As a result of this grand realization compliments of Mr. Perry, I have been making an effort to be in the now with The Computer Geek; to cease the cynical voice in my head that automatically plays the punisher soundtrack. The Computer Geek is not his predecessors; he may turn in an arse, but it will be on his own and not because I have made him into those who came before him.

30 March 2009

my little something to ponder today

Patsy, the Chinese say, "The best time to plant a tree was always 20 years ago. The second best time is always today."

Funny how planting trees and taking action on the life of your dreams are the same that way.

The Universe

18 December 2008

beware the fog

It is foggy here today.

Not just a bit of passing fog. It is heavy, hazy fog. The type of fog that bad horror movies are made of. The same fog that rolls in over the hills into the bay covering the city of San Francisco. I am reminded of the days when I lived in the East Bay.

My days in San Fran were grand fun. However, back then, if I were more outgoing, the sky could have been the limit. Still I enjoyed my time there. It was a fabulous year. I really immersed myself into the city. I knew my way around that area like the back of my hand. I could be to any winery in an hour. I soaked up the sun and the wine. It was a freeing experience.

That year would lay the ground work that would lead me to where I am today. Staying on the work site and assimilating into life in a new city.

Over the past ten years, I have lived in many places. Sometimes the places that are designated as "home" feel the most alien. Other places with no attachments, no memories become the more of a home than I've ever known. Alone, building a life in a strange land fulfills me, satisfies me. While change scares some people, it excites me.

Several years ago with Shelley on one of her psychic hunts, we had our palms read and the woman told me that she saw me in a past life dancing around a fire. I was a gypsy. Recently I remembered her words and realized I still carry a lot of that gypsy life along with me. My urge to roam, to explore is still alive and well. I get restless when I am stuck at my home base for too long. The need for adventure, the unknown feeds me, drives me.

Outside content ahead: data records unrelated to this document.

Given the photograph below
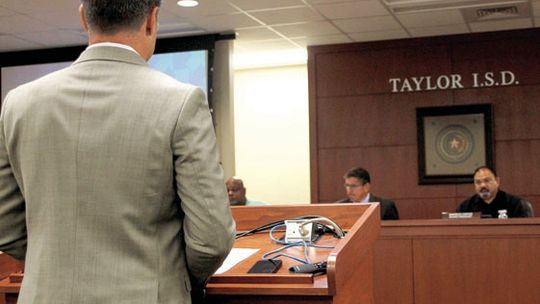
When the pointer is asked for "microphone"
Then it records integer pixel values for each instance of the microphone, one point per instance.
(319, 267)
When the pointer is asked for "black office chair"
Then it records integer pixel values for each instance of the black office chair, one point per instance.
(527, 206)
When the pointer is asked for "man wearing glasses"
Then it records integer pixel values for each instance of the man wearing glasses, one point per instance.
(491, 201)
(358, 184)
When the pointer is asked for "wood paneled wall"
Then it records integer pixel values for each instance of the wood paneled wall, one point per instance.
(356, 120)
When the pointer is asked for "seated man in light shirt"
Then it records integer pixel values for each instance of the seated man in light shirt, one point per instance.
(237, 193)
(358, 184)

When the fog lifts, this small corner of the world will be clear again. I wonder if everything will be visible? Will my next steps be illuminated? Or do I simply follow my wandering soul trusting I will land precisely where I am meant to be?

30 September 2008

she's back

My follies are over... at least for the time being...

Holiday was good but lots of sad things happened while I was away too.

Today is my first official day back in the office. I desperately need caffeine, although food I can do without from eating so many damn cows.

Weird things happened while I was home this weekend that have stirred up all sorts of emotions deep within my soul. Those are the thoughts occupying my mind's first class seats rather than the remnants of holiday euphoria.

But it certainly is nice to be home again with my puppy girls.

25 August 2008

pink and cuddly

Last night was a bit spooky. It is was night like any other... dinner, primarily girls - same old, same old, right.

The difference was that there was a relatively new little baby there. She was a day shy of being two months old. I have only known the mother as a pregnant woman, so finally the little girl arrived.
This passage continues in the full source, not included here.